Leaders: what Millennials think when you tell them to go change the world
I’d like you to hear directly from a Millennial about what they think when you tell them to ‘go change the world’. Our protagonist here is Kiefer Partridge, a friend, colleague (coder & designer), and a Millennial I respect.
DC: Are Millennials tired of being told to be world-changers?
KP: We don't need to be told we're world-changers. Our self-esteem's doing fine, thanks. We have the most severely cropped view of the world and its possibilities of any generation yet. What we need is vision and a plan.
KP: If you can show my generation the possibilities, we've got the resources and the self-esteem to trample down the doors to get there. It's just that our perspective doesn't go past the iPhone in front of our faces and the cliché’s we hear.
KP: And we're so quick to settle for a limited vision when we could literally take over the world if we put our minds to it.
DC: So if leaders don't stop feeding Millennials the clichéd phrases and empty ideologies, it's going to leave a wake of destruction 20 years from now.
KP: Nobody seems to be talking about how we need to be speaking to this generation.
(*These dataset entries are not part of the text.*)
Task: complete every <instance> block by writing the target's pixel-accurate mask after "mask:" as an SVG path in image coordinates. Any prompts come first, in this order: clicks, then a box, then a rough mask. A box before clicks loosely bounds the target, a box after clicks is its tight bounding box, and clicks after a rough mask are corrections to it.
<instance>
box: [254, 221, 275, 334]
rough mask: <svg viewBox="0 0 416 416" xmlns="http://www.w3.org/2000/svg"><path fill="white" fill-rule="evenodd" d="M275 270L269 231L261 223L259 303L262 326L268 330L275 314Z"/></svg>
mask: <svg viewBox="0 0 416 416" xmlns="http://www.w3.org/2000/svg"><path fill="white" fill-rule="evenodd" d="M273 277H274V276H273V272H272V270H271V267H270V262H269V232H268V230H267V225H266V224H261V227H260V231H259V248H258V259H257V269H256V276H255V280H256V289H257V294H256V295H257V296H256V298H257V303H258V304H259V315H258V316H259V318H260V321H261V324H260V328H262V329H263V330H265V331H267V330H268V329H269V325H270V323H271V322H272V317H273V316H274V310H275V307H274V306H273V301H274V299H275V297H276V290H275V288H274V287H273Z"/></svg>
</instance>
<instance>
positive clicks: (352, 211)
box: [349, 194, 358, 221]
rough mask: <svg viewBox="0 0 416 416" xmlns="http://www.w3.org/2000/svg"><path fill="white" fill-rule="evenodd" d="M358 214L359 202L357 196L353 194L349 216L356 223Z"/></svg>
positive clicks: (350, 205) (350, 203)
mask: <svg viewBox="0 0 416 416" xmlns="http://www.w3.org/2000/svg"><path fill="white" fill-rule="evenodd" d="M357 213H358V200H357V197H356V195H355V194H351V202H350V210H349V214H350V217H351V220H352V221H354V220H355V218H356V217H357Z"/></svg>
You're right; we're just repeating the same clichés that didn't work for the generation before. Holy cow. Feeding clichés like Happy Meals to fourth-graders.
KP: Give us vision. Give us a plan.
Leaders: give them an action plan, not another cliché
World-changer is not a job title or a solo operation. Telling a Millennial to go change the world implies they can actually do this alone, which is a complete fallacy. It also implies that they already know why they’re on earth and what they’re supposed to do with their life.
If you’re a leader and you want to build the kind of trust it takes to influence a Millennial, do this:
- Help them work through the process of figuring out why they’re on earth.
- Teach them how to build teams, how to network, and how to become connectors.
Oh, that sounds like a lot of work? You’re right, it is.
Millennials: 6 ideas you can realistically take action on now
- Learn how to tell stories people can relate to.
- Identify a problem or a need in your local community and creatively solve it.
- Begin building a network filled with people who are 10X more talented or intelligent than you.
- Attempt to learn something that will frustrate you and that you will probably fail at – failure is one of life’s best teachers.
- Start a business that writes handwritten thank you letters for salespeople, corporate executives, and founders of start-ups – in other words, do something entrepreneurial and weird.
- Boldly ask somebody you know or don’t know, but respect, to mentor you in one of the following areas: critical thinking, writing, entrepreneurship, or networking.
The point here is taking action on things that are both realistic and can involve other people. Nothing great that has ever been done in this world was done alone. And if you truly want to change the world, don’t get hung up on an empty cliché, don't even try, just be.